Producers for Produce X 101 released a statement on the show’s official Facebook page on 24 July apologising for the scandal and suggesting that calculating errors were to blame. They denied that the competition had been fixed.
“We will improve our text voting system and calculation system to prevent this problem from occurring again the future,” reads the statement, posted to Mnet’s page for the show. “Our production staff will put in our full effort to produce more transparent and fair programs in the future.”
The legal complaint calls for further investigation by authorities, noting that the results “appear far too unnatural to be the result of the one-week online voting and the text votes, of which there were over 1.4 million.
“It seems reasonable to suspect that the released voting results might be different from the actual voting results,” reads the complaint.
CJ ENM and Korean trade body KOCCA did not respond to requests for comment from TBI by press time.
One senior formats exec tells TBI that altering public votes to change the result of a programme is rife across entertainment, and that the outcome of the Produce X 101 case is unlikely to “influence the trust [between broadcaster and audience] across other shows”.
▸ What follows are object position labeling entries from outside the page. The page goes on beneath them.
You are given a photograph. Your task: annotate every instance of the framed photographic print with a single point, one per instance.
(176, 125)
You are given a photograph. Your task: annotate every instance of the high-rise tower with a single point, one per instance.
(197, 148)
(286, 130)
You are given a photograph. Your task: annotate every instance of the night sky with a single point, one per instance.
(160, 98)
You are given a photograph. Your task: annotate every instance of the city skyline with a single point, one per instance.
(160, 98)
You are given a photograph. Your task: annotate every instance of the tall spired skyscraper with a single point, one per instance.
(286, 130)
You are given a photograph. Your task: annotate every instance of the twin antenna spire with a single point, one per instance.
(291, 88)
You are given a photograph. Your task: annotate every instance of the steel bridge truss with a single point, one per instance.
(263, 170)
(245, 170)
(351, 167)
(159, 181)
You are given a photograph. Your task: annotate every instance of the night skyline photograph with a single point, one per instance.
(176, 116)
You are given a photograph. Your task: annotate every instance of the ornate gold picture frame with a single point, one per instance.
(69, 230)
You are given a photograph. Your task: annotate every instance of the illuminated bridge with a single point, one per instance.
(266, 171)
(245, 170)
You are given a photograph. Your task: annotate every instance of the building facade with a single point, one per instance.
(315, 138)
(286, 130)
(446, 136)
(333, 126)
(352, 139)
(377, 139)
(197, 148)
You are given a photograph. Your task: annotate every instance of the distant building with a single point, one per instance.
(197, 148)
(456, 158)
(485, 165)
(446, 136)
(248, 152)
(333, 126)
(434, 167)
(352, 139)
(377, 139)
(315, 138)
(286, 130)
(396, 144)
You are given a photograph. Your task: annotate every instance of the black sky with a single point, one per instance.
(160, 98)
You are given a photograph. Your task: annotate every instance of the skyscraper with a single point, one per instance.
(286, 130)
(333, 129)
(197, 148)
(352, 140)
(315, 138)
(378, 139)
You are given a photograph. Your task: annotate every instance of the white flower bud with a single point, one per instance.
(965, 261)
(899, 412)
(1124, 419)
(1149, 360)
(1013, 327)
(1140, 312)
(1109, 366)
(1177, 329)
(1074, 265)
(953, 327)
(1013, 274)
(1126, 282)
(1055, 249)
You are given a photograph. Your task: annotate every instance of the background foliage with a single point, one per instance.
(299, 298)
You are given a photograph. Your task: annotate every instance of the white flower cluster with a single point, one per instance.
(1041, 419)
“I don’t think there will be any consequences globally in relation to the voting mechanisms,” the source told TBI. “It’s limited to that case in that territory and it’s a breach of confidence between them and their voters, so they will need to regain their trust of voters.”
Copycat case
The controversy around Produce X 101 comes more than a year after CJ ENM accused Baidu-owned Chinese platform iQiyi of ripping off the Produce X 101 format in its own show Idol 101.
Formats watchdog FRAPA hosted a case study of the two formats at MIPTV in Cannes in April 2018, comparing side-by-side footage of both formats and ultimately assigning the Chinese programme its highest “copy score” to date.